For my proof I distinguished the two possible cases which derive from $7 \mid a^2+b^2$:

Case one: $7\mid a^2$ and $7 \mid b^2$
Case two (which (I think) is not possible): $7$ does not divide $a^2$ and $7$ does not divide $b^2$, but their sum.

I've shown that case $1$ implies $7\mid a$ and $7\mid b$, so I just have show that case 2 isn't possible
- I'll be happy for any input.

MfG, Karl

Answer 1

For the sum just look at $a^2 \mod 7$: it can only be $0,1,2$ or $4$. So unless both $a$ and $b$ are divisible by $7$, $a^2 + b^2$ cannot be divisible by $7$.

Answer 2

The squares of the residues modulo $7$ are $1$,$2$,and $4$. Sums of these are $2,3,4,5,6,8$ which are congruent to $1,2,3,4,5,6$ but not $7$. Therefore $7$ does not divide the sum of two squares.

Answer 3

Hint

$\mod 7$ we have $x^2=0,1$ or $4$ so $$a^2+b^2=0\Rightarrow (a=0)\land(b=0)\mod 7$$

Answer 4

a = 7k + m, and b = 7p + n ==> a^2 + b^2 = m^ + n^2 ( mod 7 ).

Case 1: m = 1, n = 1 => m^2 + n^2 = 2. ( mod 7 )
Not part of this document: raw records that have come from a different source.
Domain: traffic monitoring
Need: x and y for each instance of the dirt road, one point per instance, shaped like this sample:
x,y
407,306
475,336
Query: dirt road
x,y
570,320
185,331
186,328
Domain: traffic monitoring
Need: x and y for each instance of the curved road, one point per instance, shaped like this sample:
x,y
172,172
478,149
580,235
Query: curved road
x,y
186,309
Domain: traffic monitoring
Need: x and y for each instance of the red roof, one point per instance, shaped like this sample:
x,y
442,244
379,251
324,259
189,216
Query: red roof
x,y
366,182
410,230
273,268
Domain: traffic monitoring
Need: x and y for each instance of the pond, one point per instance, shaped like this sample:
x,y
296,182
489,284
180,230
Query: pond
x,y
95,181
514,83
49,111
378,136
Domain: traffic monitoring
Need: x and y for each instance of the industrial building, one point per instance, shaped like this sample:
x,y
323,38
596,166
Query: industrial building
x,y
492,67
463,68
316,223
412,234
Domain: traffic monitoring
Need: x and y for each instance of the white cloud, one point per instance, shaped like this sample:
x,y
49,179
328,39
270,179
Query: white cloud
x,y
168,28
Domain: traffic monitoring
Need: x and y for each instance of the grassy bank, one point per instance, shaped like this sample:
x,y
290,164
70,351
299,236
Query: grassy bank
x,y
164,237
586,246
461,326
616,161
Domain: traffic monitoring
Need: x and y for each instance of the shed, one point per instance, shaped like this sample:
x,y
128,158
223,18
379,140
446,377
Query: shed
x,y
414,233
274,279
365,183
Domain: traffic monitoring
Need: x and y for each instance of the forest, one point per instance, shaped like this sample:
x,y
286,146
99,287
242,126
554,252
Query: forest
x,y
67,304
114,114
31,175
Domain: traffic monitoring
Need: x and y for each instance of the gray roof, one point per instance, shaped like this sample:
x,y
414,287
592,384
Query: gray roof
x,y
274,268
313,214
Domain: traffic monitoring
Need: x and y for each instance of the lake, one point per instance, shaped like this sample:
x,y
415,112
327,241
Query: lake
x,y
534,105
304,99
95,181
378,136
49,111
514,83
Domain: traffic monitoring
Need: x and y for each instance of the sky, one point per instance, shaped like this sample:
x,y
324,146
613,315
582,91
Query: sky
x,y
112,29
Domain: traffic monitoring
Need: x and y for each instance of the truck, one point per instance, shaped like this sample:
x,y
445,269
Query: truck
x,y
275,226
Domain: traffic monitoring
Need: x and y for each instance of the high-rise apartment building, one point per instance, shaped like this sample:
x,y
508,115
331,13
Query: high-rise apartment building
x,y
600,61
Case 2: m = 1, n = 2 => m^2 + n^2 = 5.

Case 3: m = 1, n = 3 => m^2 + n^2 = 3.

Case 4: m = 1, n = 4 => m^2 + n^2 = 3.

Case 5: m = 1, n = 6 => m^2 + n^2 = 2.

.... All cases yield non-zero mod 7. So it can happen only when both a and b are 0 mod 7.

Answer 5

Hint $\,{\rm mod\ 7}\!:\ a,b\not\equiv\, 0\,\Rightarrow\ a^2\!+b^2\not\equiv 0,\,$ else $\,a^2\equiv -b^2\,\overset{\rm\large cube}\Rightarrow\,1\equiv a^6\equiv-b^6\equiv -1\, $ by Fermat.